Je vois son regard brillant, le même que celui qu'aurait une lycéenne amourachée du capitaine de l'équipe de foot. Je suppose qu'elle a raison  : Wayne est pas mal. Enfin... si on aime les types baraqués comme des cubes et barbus. Mais il est grand, musclé, il a un joli sourire et de beaux yeux.

- Quoi  ? J'ai des yeux, c'est fait pour regarder  !

- Oh seigneur, n'en dis pas plus  !

Elle rit, et je viens la serrer dans mes bras avant de l'embrasser sur le haut du crâne. Je lui souhaite bonne nuit, en espagnol, avant de me diriger vers ma chambre après avoir donné une petite claque sur la nuque d'Andrea. Bien évidemment, comme je m'y attendais, cette dernière me suit à l'intérieur et se jette sans délicatesse sur mon lit. Je referme la porte derrière moi, et retire mon pull afin de passer mon t-shirt trop large qui me sert de pyjama.

- Alors  ? J'attends.

Elle m'agace, à me fixer ainsi comme si elle était l'autorité. Bordel, c'est moi l'adulte ici  ! Mais je n'arrive pas à lui résister  : elle s'inquiète pour moi, et je ne peux rien lui refuser quand elle me lance ce regard là. Je m'assoie à côté d'elle, avant de laisser mon dos tomber sur les draps. Mes bras croisés sous ma nuque, les yeux rivés sur la lune collée à mon plafond, je dis  :

- J'avais besoin d'argent. Pour faire un cadeau d'anniversaire à Evan.

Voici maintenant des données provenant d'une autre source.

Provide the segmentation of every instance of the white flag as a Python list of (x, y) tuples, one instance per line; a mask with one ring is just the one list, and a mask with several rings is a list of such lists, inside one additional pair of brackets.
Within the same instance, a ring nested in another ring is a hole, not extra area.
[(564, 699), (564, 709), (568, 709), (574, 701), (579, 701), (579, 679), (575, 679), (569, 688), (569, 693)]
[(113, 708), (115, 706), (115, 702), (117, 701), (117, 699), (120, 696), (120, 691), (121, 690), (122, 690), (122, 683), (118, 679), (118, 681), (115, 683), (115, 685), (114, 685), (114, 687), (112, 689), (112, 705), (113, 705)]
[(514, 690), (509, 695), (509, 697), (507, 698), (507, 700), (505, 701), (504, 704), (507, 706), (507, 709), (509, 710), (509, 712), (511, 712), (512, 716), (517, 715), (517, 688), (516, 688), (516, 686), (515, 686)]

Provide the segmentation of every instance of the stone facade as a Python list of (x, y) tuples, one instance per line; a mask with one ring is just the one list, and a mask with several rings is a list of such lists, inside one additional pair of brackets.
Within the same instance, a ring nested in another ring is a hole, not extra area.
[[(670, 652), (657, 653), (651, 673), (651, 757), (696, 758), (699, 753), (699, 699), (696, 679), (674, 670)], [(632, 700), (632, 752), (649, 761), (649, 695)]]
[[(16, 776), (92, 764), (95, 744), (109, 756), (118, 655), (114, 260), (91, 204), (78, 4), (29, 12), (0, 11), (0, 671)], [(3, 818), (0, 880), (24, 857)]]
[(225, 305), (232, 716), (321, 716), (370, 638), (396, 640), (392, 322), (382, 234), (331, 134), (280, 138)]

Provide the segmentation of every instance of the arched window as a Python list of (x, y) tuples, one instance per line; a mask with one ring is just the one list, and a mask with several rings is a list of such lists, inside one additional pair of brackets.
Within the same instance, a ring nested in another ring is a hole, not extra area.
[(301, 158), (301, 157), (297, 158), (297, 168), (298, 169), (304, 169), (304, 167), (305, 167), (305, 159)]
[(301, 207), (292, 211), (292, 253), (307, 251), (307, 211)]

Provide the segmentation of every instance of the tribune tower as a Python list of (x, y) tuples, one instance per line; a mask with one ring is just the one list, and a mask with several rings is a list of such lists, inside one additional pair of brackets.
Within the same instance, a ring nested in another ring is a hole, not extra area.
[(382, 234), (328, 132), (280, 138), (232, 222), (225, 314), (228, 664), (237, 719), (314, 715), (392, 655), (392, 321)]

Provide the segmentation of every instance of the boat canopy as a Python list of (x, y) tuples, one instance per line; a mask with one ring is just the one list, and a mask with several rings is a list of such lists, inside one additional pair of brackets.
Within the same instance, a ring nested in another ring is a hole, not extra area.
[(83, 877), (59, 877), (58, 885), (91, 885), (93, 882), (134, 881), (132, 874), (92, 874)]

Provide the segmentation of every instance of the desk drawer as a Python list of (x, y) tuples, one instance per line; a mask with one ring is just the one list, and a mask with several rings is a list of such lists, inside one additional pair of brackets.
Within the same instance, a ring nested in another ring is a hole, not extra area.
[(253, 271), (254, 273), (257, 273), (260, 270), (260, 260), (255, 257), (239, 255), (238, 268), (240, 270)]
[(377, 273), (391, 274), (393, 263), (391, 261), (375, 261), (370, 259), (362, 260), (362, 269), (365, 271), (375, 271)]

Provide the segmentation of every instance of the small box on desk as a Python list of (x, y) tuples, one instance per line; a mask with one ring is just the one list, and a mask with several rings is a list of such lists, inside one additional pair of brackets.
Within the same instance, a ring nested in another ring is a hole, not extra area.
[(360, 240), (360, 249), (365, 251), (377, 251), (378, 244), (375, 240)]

- Hein  ? T'as vendu ta moto pour ça  ? Pour lui  ?

- Oui, Andrea. Pour lui.

- Bordel, t'es carrément aveuglé par l'amour mon pauvre.

Je lui balance un oreiller en pleine figure, l'air grognon, même si au final mes lèvres s'étirent en un petit sourire  : elle n'a pas tort. En fait, elle a même totalement raison.

Quand elle quitte la chambre après m'avoir serré dans ses bras, hyper fort comme toujours, je me sens léger.

Épuisé par cette journée, je tombe de fatigue sans même avoir le temps de m'en rendre compte.